Des gens compatissants me trouvèrent et me portèrent dans un moulin dont le propriétaire était en fuite. J'y restai couché, sans connaissance, dans d'épouvantables souffrances. Je ne me rappelle plus rien. je ne revins à moi que quelques jours plus tard, entendant dire :
- Frère Martens a achevé sa tâche.

J'ouvris les yeux, et je vis ma femme, mes enfants et mes beaux-parents autour de mon lit. Dans l'intervalle, M., la ville où nous habitions, avait été évacuée par les rouges, et on avait pu appeler les membres de ma famille à mon chevet.
Le même jour, je repartis pour la maison, mais j'eus une rechute et je restai encore au lit sept semaines, gravement malade.
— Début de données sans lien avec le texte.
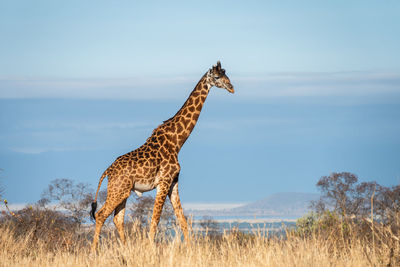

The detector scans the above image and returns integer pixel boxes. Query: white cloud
[182,202,248,211]
[0,72,400,99]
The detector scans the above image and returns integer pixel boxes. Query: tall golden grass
[0,220,400,267]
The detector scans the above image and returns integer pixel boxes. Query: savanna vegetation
[0,172,400,266]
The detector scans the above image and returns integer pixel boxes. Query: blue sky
[0,1,400,203]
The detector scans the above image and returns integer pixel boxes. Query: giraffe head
[206,61,235,94]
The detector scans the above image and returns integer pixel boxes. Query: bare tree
[38,179,93,225]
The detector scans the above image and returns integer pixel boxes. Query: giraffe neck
[164,75,211,151]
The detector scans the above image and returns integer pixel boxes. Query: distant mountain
[187,193,319,220]
[230,193,319,216]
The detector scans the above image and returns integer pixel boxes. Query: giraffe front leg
[149,183,169,241]
[168,182,189,242]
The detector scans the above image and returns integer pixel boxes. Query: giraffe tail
[90,169,108,220]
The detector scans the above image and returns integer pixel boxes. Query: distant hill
[187,193,319,217]
[230,193,319,216]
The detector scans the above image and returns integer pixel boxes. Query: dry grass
[0,222,400,267]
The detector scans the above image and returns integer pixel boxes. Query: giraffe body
[91,62,234,250]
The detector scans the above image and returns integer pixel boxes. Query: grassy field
[0,223,400,267]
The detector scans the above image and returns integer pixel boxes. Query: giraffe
[91,61,235,250]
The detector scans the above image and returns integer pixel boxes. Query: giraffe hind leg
[114,199,127,244]
[92,201,118,251]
Souvent je désirais que le Père me reprît à Lui. Comme jadis à Élie, la vie me semblait presque trop lourde. Mais les pensées de Dieu à mon égard n'étaient pas mes pensées, et je me rétablis.

Pendant que j'étais en fuite, ma femme avait aussi passé par de terribles moments. Le chef de la Tchéka était venu faire une perquisition et avait donné l'ordre de mettre à mort ma femme et mes enfants. Les filles s'étaient cachées dans le moulin ; mon fils, âgé de huit ans, à un autre endroit. Ma femme et sa mère avaient fui dans un village russe où elles avaient trouvé asile dans la cave d'un ouvrier que nous connaissions. Comme la police furetait partout et qu'il ne manquait pas de traîtres, elles furent bientôt découvertes et ramenées en ville. Mais grâce à l'aide des Russes qui les avaient accueillies, elles réussirent à s'échapper pendant la nuit. Elles sortirent de la ville et se dirigèrent vers le domaine de S., sans savoir que cette contrée était aussi occupée par les bolchévistes. Elles tombèrent dans les lignes de l'armée rouge, furent arrêtées et menées au tribunal révolutionnaire. Tout espoir d'échapper disparut. Mais ma femme avait sur elle un billet de cinq cents roubles. Elle le glissa dans la main d'un soldat, et il les aida à s'échapper.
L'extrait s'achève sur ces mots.